Alman bilim insanları, tek atom ve foton parçacıkları arasında oluşturulan ara yüzlere dayanan, ilk kuantum iletişim ağının prototipini üretmeyi başardı.

Kuantum ağın kullanılabilir olması için, kuantum bilgi transferinin tersine çevrilebilir olması gerekiyor. Ancak, kuantum bilginin çok hassas olması, bu işlemi çok zor kılıyor. Kopyalamaya izin vermeyen teorem nedeniyle, kuantum sistemi olarak bilinen matematiksel değişkenleri içeren ‘kuantum durumu’, isteğe bağlı çoğaltılamıyor.

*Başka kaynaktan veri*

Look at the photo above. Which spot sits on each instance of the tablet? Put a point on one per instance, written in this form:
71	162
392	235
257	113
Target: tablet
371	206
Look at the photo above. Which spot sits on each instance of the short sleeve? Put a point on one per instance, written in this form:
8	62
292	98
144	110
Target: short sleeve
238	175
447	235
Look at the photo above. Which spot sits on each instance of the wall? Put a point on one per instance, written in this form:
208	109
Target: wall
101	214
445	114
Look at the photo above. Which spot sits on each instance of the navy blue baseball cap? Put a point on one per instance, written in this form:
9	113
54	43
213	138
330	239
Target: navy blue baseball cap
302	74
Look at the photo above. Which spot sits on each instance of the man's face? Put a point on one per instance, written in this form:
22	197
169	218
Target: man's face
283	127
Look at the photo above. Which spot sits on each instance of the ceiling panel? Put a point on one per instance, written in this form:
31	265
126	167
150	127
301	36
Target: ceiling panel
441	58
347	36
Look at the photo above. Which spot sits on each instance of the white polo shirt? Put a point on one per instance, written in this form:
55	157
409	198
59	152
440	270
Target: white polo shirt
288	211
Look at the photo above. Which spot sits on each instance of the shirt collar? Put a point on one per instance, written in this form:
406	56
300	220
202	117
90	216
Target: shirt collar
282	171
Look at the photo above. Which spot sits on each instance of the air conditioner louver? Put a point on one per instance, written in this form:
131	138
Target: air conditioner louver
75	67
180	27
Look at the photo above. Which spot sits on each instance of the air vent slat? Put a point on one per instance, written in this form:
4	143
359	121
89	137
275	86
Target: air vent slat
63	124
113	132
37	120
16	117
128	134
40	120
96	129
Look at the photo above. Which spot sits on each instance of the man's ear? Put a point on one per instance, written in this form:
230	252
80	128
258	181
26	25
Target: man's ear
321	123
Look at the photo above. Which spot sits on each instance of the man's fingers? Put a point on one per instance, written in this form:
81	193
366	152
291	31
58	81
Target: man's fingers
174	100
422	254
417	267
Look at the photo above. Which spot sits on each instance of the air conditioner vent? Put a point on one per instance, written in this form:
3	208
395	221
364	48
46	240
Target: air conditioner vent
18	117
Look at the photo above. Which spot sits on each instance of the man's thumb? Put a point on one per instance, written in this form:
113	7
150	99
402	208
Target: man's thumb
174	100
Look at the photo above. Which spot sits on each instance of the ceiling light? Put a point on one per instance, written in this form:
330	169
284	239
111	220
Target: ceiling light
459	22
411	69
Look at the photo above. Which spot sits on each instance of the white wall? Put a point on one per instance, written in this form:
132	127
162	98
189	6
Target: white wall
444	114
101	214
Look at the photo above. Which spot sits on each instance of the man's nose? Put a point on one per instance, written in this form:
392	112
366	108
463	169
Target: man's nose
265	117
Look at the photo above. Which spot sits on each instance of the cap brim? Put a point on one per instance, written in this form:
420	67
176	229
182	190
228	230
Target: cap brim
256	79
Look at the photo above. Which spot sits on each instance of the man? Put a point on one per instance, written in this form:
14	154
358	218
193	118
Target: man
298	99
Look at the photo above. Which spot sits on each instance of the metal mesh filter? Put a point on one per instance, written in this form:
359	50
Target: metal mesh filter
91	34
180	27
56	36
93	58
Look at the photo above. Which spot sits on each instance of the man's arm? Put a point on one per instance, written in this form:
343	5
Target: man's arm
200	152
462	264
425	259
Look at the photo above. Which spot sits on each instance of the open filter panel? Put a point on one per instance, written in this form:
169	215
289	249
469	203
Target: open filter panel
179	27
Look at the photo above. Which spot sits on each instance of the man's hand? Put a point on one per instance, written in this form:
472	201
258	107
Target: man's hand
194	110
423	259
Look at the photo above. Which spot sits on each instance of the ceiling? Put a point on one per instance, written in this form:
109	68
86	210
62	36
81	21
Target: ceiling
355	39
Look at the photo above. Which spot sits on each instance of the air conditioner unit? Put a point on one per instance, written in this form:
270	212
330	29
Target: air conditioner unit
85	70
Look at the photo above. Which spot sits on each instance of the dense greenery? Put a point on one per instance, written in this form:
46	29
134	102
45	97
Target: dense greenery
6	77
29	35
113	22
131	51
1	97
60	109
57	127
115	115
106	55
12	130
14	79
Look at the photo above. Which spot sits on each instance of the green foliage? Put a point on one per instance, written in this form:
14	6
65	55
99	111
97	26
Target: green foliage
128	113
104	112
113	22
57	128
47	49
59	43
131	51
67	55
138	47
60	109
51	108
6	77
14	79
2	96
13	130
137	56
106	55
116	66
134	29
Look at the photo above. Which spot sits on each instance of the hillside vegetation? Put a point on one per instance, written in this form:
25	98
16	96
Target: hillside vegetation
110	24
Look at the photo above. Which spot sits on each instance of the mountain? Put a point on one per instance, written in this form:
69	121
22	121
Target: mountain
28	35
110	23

Almanya’nın Max Planck Kuantum Optik Ensitütüsü’ndeki (MPQ) araştırmacılar, bilgi transferinde yaşanan sorunu ortadan kaldıracak çözümü geliştirdi. Gerhard Rempe’nin başını çektiği araştırma ekibi, güvenli iletişim sağlanabilecek ilk ilkel kuantum ağını oluşturmayı başardı. Fizik alanında çığır açması beklenen gelişme sayesinde, süper hızlı kuantum internet teknolojisine bir adım daha yaklaşıldığı ifade edildi.

KUANTUM İNTERNETİN TEMELİ
Kuantum ağlar, içerdiği bitlerin hem 0 hem de 1 değeri alabilmesi sayesinde geleneksel ağlardan ayılırıyor. Normal ağlarda bitler ya 0 ya da 1’i temsil ediyor. Üstdüşüm özelliğine sahip olan kuantum bit, yani kübit ise aynı anda her iki konumu temsil edebiliyor.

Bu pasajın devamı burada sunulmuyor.